Module name Function name Description Conditions
scalpel.stats.patients distribution_by_gender Plots the distribution per gender. Cohort must contain demographics.
scalpel.stats.patients distribution_by_age_bucket Plots distribution by age bucket. Cohort must contain demographics.
scalpel.stats.patients distribution_by_gender_age_bucket Plots distribution by age bucket and gender. Cohort must contain demographics.
scalpel.stats.event_distribution plot_events_per_month_as_bars Plots distribution of events start date per month as bars. Cohort must be event cohort.
scalpel.stats.event_distribution plot_events_per_week_as_bars Plots distribution of events start date per week as bars. Cohort must be event cohort.
scalpel.stats.event_distribution plot_events_per_day_as_bars Plots distribution of events start date per day as bars. Cohort must be event cohort.
scalpel.stats.event_distribution plot_events_per_month_as_timeseries Plots distribution of events start date per month as timeseries. Cohort must be event cohort.
scalpel.stats.event_distribution plot_events_per_week_as_timeseries Plots distribution of events start date per week as timeseries. Cohort must be event cohort.
scalpel.stats.event_distribution plot_events_per_day_as_timeseries Plots distribution of events start date per day as timeseries. Cohort must be event cohort.
scalpel.stats.event_distribution plot_events_per_day_as_timeseries Plots distribution of events start date per day as timeseries. Cohort must be event cohort.
scalpel.stats.event_patient_distribution plot_unique_event_distribution_per_patient Plots distribution of number unique events per subject. Cohort must be event cohort.

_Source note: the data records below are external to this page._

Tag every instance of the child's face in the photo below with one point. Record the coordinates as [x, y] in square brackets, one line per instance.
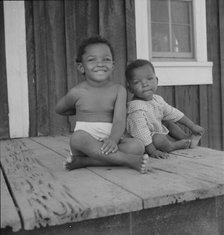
[143, 82]
[97, 63]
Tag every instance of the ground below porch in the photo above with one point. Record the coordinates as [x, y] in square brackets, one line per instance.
[183, 194]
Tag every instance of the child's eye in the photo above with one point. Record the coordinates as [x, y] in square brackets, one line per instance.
[108, 59]
[90, 59]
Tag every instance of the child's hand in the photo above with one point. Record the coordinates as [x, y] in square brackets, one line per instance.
[159, 154]
[198, 130]
[109, 146]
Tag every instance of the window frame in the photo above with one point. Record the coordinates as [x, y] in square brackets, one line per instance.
[187, 71]
[173, 55]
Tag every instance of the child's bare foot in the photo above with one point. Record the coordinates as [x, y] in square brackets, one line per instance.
[139, 164]
[74, 162]
[182, 144]
[195, 140]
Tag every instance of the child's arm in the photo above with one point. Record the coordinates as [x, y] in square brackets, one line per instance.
[119, 120]
[196, 129]
[66, 105]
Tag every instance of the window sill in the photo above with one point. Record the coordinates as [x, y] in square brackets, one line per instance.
[183, 73]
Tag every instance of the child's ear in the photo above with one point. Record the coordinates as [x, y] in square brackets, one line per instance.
[80, 67]
[129, 88]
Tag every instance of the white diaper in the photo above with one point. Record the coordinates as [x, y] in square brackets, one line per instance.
[99, 130]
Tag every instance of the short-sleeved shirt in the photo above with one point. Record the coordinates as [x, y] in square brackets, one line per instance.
[144, 118]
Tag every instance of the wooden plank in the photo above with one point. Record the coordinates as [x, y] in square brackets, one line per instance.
[31, 68]
[46, 194]
[4, 124]
[207, 156]
[58, 144]
[203, 109]
[9, 214]
[160, 187]
[40, 38]
[56, 63]
[112, 27]
[183, 183]
[214, 92]
[221, 31]
[186, 100]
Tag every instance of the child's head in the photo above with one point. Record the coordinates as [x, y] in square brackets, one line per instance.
[92, 41]
[95, 60]
[141, 78]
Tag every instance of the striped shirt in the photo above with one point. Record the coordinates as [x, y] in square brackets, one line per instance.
[144, 118]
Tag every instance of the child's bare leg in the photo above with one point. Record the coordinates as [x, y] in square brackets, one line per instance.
[163, 143]
[132, 145]
[175, 131]
[195, 140]
[86, 144]
[79, 160]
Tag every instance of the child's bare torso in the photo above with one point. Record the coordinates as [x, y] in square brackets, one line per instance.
[95, 104]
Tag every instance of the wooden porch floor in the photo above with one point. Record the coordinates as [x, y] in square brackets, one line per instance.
[37, 192]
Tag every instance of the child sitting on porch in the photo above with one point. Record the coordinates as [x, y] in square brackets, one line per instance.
[146, 111]
[100, 108]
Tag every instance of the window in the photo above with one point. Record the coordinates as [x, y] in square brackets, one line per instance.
[171, 29]
[172, 34]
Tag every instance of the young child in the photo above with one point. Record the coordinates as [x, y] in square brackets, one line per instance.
[146, 112]
[100, 108]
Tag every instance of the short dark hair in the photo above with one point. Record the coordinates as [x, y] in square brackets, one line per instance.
[137, 64]
[91, 41]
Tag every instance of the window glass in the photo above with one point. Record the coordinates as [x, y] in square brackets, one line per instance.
[171, 28]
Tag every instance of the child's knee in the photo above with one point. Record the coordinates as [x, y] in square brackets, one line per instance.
[77, 139]
[162, 143]
[137, 146]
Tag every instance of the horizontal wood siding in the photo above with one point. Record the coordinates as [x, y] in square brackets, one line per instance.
[55, 29]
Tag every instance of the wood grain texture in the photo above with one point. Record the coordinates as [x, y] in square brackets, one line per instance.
[46, 194]
[9, 214]
[4, 123]
[113, 28]
[31, 68]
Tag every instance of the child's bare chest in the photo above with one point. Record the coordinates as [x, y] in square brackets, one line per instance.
[96, 100]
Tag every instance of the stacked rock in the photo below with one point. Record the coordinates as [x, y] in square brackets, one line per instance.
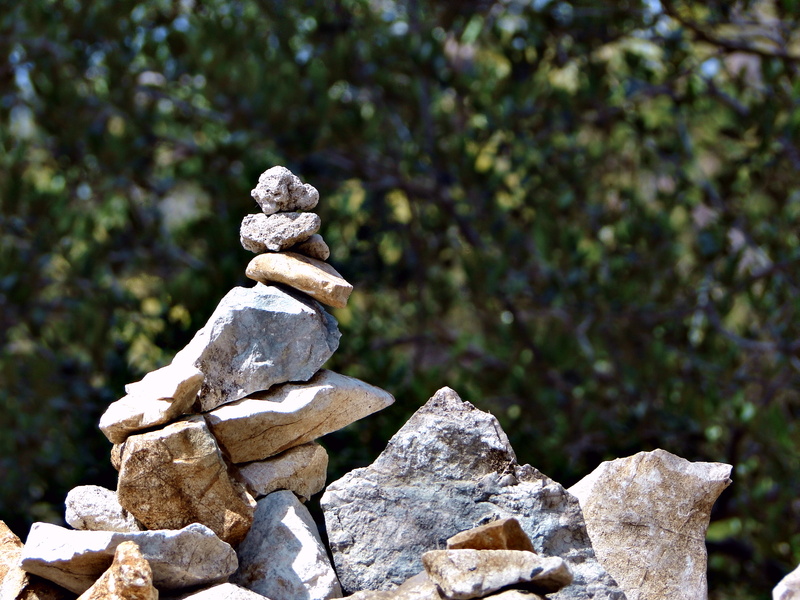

scalpel.stats.event_patient_distribution plot_patient_distribution_per_unique_event Plots distribution of number unique subjects per events type. Cohort must be event cohort.
scalpel.stats.event_patient_distribution plot_patient_distribution_per_unique_event Plots distribution of number unique subjects per events type. Cohort must be event cohort.
scalpel.stats.duration_distribution plot_duration_distribution_per_day_as_line Plots distribution of duration of Events using a day unit as line. Cohort must be duration cohort.
scalpel.stats.duration_distribution plot_duration_distribution_per_month_as_bar Plots distribution of duration of Events using a month unit as line. Cohort must be duration cohort.
scalpel.stats.duration_distribution plot_mean_duration_per_value Plots mean duration per Event type. Cohort must be duration cohort.
scalpel.stats.co_occurence_stats plot_co_events Plots how many Events co-occur in matrice fashion. Axis are defined by Event Value. Cohort must be duration cohort.